5. Switch the application to the new database
First, you’ll have to wait until replication catches up. You can monitor the view pg_stat_replication
on the original database and wait until “state
” is “streaming
” and “flush_lsn
” is close to the current log sequence number.
Once logical replication has caught up, stop the application, change the connection information to the new database and restart the application. It is a good idea to allow for a few seconds of down time because replication is asynchronous and you want all the changes to be replicated when you start using the new database.
If you want to achieve zero down time, you could use the following approach:
- Don’t replicate to a different database in the same cluster, but to a database with the same name in a different PostgreSQL cluster.

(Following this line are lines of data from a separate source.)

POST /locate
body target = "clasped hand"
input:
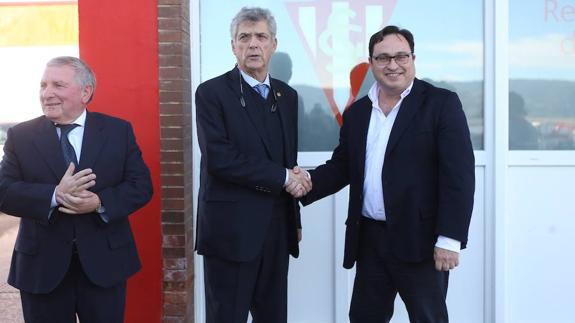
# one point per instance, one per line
(72, 191)
(299, 182)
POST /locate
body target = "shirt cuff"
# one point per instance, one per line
(287, 177)
(53, 203)
(448, 243)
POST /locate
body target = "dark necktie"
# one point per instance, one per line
(262, 89)
(67, 148)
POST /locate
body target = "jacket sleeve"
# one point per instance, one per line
(17, 196)
(456, 172)
(332, 176)
(134, 189)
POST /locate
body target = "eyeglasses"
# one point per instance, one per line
(383, 59)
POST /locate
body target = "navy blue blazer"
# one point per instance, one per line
(31, 168)
(239, 182)
(428, 179)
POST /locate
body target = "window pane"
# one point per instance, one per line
(541, 75)
(322, 53)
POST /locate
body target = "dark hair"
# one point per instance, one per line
(390, 30)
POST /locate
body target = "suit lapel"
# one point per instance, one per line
(250, 107)
(283, 111)
(93, 141)
(409, 107)
(48, 144)
(364, 117)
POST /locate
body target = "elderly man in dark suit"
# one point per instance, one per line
(247, 222)
(406, 153)
(73, 177)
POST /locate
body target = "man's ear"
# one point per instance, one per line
(87, 93)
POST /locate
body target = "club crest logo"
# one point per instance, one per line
(336, 35)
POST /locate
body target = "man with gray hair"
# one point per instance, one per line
(247, 221)
(73, 177)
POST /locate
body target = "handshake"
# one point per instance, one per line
(299, 182)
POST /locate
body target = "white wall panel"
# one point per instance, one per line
(540, 256)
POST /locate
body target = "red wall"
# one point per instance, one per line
(119, 40)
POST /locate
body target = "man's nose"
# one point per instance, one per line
(254, 42)
(46, 92)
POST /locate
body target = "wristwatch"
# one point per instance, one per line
(100, 209)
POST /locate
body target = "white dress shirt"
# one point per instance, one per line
(75, 137)
(253, 82)
(378, 133)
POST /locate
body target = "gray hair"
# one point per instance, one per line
(253, 14)
(83, 73)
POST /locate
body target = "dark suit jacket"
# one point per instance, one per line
(239, 181)
(32, 167)
(428, 178)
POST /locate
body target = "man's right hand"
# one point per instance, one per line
(299, 182)
(73, 183)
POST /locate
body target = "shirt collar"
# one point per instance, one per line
(252, 81)
(81, 120)
(373, 94)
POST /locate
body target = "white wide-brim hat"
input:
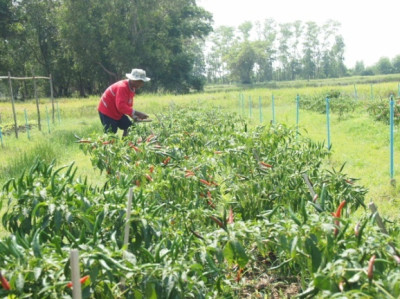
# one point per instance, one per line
(138, 74)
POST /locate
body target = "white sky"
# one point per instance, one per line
(371, 29)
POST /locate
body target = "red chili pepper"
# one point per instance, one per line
(230, 217)
(339, 209)
(166, 161)
(134, 147)
(357, 229)
(4, 283)
(371, 267)
(337, 214)
(197, 234)
(150, 138)
(189, 173)
(205, 182)
(265, 164)
(239, 275)
(82, 281)
(217, 221)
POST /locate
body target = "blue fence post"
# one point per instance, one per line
(328, 129)
(355, 92)
(58, 114)
(27, 124)
(48, 119)
(372, 91)
(1, 138)
(243, 105)
(273, 109)
(250, 106)
(239, 100)
(392, 140)
(297, 114)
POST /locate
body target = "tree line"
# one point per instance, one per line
(266, 51)
(87, 45)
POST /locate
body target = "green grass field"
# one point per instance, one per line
(357, 140)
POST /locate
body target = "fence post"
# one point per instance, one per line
(328, 129)
(27, 124)
(242, 104)
(52, 96)
(37, 103)
(1, 138)
(250, 106)
(13, 106)
(58, 114)
(372, 91)
(355, 92)
(297, 114)
(392, 181)
(273, 109)
(48, 119)
(75, 274)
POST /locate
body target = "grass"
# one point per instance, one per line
(356, 138)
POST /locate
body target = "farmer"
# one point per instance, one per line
(117, 102)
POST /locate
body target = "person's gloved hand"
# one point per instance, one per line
(139, 115)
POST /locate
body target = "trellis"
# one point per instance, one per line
(36, 97)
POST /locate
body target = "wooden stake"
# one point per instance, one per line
(13, 106)
(75, 273)
(37, 103)
(128, 216)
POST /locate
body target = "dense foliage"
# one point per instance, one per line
(339, 103)
(86, 45)
(214, 205)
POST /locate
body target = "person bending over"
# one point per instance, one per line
(116, 103)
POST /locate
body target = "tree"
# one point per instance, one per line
(221, 40)
(396, 64)
(241, 62)
(310, 50)
(384, 66)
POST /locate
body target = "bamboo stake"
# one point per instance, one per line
(37, 103)
(76, 284)
(52, 96)
(128, 216)
(13, 106)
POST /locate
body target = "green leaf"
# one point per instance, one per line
(234, 253)
(322, 282)
(315, 253)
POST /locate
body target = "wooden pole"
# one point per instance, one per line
(128, 216)
(13, 106)
(37, 103)
(52, 96)
(75, 273)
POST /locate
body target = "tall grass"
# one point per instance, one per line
(357, 139)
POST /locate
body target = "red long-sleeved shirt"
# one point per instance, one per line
(117, 100)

- Make sure that the application’s connect string points to both the old and the new database.
This is supported from v10 on, and the connection string will have to look like “host=host1,host2
” (if the same port is used for both). - Make sure that your application is fault tolerant: if the database connection is lost, it should automatically re-establish the connection, ideally without reporting an error to the user.
- Right before you perform the switch, turn on synchronous replication by adding the name of the subscription to “
synchronous_standby_names
” on the primary server. Then no transaction can get lost. - To switch databases, simply turn off the primary database. The application will automatically fail over to the new database.
Once you are done, you should drop the subscription on the new database.
Conclusion
ICU collations not only provide you with many features lacking in operating system collations, they also are a way to escape from the collation changes that glibc collations undergo regularly.
This will reduce the danger of data corruption from corrupted indexes on string columns.
To avoid the danger of collation changes in libicu
updates, you can keep the version stable with little impact on the whole system. And if your collations happen to change, you’ll be warned by PostgreSQL.
With logical replication, changing your collation with little down time is not too difficult.